You don't have to go to a farmer's market and stare at fruit. Take a five minute break, or use part of your lunchtime, to mindfully eat something you like, and stop and think about your senses. It doesn't require an art museum or a whole afternoon or whatever. 20 minutes or an afternoon stopping and contemplating art is great. But if you can sit outside for 2 minutes and contemplate a tree, that's a worthwhile effort too with a whole lot less pretension and "this is the _right_ way to be contemplative."

(no subject)

Date: 2011-05-18 04:46 pm (UTC)
From: [identity profile] spinrabbit.livejournal.com
"the lacquered page of a book"

I have never encountered a book with lacquered pages. Bindings, yes; they're not *common*, but both the medieval Persian and modern Japanese bookbinding traditions include lacquered boards. (http://www.christies.com/LotFinder/lot_details.aspx?intObjectID=5358790 ; http://www.pbagalleries.com/search/item_img.php?acq_no=129524 ) Some sort of art book could be done with rigid pages (say, wood or sheet metal) coated with lacquer, but I haven't seen it.
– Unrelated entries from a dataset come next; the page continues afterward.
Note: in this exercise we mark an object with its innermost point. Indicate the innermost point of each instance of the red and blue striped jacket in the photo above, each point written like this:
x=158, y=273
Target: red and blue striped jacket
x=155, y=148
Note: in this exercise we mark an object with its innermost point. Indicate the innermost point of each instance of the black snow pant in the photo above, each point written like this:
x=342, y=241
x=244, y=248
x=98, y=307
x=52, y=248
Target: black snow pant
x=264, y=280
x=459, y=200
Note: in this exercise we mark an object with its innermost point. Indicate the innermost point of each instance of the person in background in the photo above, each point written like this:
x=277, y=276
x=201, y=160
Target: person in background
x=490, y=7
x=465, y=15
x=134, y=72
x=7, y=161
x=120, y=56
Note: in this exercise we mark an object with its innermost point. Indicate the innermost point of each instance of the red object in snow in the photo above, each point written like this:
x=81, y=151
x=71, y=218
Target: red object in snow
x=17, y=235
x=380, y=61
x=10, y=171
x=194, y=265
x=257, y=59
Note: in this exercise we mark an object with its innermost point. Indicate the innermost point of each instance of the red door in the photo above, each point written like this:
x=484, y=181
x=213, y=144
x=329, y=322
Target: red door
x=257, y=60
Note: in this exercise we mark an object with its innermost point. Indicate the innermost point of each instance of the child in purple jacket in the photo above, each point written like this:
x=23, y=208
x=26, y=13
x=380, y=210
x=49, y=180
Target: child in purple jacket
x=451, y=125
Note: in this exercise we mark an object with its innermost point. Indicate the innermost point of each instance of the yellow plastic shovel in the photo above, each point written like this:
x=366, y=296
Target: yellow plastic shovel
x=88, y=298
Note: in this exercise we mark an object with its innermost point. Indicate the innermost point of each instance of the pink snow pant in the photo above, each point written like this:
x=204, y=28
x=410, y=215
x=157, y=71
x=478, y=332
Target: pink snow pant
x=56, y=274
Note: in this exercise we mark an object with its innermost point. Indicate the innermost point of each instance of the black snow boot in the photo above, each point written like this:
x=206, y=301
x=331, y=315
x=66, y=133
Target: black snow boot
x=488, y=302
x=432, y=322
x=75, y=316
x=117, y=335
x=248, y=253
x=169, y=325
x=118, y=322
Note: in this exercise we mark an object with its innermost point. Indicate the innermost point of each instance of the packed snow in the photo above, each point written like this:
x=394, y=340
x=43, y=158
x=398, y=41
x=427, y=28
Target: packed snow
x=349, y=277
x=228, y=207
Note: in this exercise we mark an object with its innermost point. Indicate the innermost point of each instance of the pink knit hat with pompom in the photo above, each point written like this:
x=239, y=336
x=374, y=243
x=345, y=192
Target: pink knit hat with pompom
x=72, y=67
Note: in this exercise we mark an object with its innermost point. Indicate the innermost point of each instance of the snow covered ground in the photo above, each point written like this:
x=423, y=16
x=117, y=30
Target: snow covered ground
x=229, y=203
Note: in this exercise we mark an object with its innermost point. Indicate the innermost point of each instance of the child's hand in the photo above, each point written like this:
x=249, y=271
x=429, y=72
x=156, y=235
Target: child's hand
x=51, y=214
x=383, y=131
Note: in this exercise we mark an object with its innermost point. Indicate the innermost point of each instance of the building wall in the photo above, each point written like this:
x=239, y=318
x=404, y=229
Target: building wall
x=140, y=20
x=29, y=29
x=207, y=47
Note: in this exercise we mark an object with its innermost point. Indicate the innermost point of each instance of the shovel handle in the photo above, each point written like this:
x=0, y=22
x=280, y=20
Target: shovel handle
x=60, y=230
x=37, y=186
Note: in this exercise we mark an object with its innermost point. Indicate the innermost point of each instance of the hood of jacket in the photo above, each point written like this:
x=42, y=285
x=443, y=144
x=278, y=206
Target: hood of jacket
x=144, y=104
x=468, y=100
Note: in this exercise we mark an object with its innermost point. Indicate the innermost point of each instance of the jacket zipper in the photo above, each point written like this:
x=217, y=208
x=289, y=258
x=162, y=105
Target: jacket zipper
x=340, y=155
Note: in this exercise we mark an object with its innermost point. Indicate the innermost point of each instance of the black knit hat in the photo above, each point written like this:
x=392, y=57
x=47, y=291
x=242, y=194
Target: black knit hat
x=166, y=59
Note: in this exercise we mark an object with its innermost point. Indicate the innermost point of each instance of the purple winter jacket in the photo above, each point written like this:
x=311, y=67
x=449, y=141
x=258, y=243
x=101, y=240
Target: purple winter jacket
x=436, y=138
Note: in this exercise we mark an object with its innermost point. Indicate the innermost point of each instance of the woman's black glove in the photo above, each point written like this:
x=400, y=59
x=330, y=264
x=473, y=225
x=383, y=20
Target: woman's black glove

[I know, I know, he's talking about glossy paper. :P ]

(no subject)

Date: 2011-05-18 05:39 pm (UTC)
From: [identity profile] achinhibitor.livejournal.com
I know, he's talking about glossy paper.

But I didn't -- thanks for clarifying this.

(no subject)

Date: 2011-05-20 02:07 am (UTC)
ext_84823: (Default)
From: [identity profile] flit.livejournal.com
That turn of phrase made my brain stop, too.

(no subject)

Date: 2011-05-18 05:44 pm (UTC)
From: [identity profile] achinhibitor.livejournal.com
"Explore the big blue room. Marvel at its resolution and rendering speed. -- from alt.sysadmin.recovery"

(no subject)

Date: 2011-05-18 09:07 pm (UTC)
From: [identity profile] r-ness.livejournal.com
Hah!

At one point I was driving down to DC with [livejournal.com profile] madbodger through some very disturbingly dense fog. As we drove through Maryland we started riffing off the idea that the car simulator game we were playing was really having rendering issues.

"Man, these graphics really suck."
"Yeah, all I'm seeing is gray soup."
"Oh, hey look: it's giving us a couple more pixels. Red ones, up ahead."
"There must be some serious network issues."
"Yeah."

(no subject)

Date: 2011-05-18 06:47 pm (UTC)
From: [identity profile] epi-lj.livejournal.com
One thing that always amazes me about these kinds of articles is the assumption that people don't do this (or things like it, if art museums aren't available or are too expensive or aren't their preference) already. I mean, I realize that if the author is personally lost in an electronic haze it must feel revelatory to break out of it, but that doesn't automatically mean that everybody shares the former state but just doesn't know it.

(no subject)

Date: 2011-05-20 02:08 am (UTC)
ext_84823: (Default)
From: [identity profile] flit.livejournal.com
I would rather contemplate that tangerine. Nom!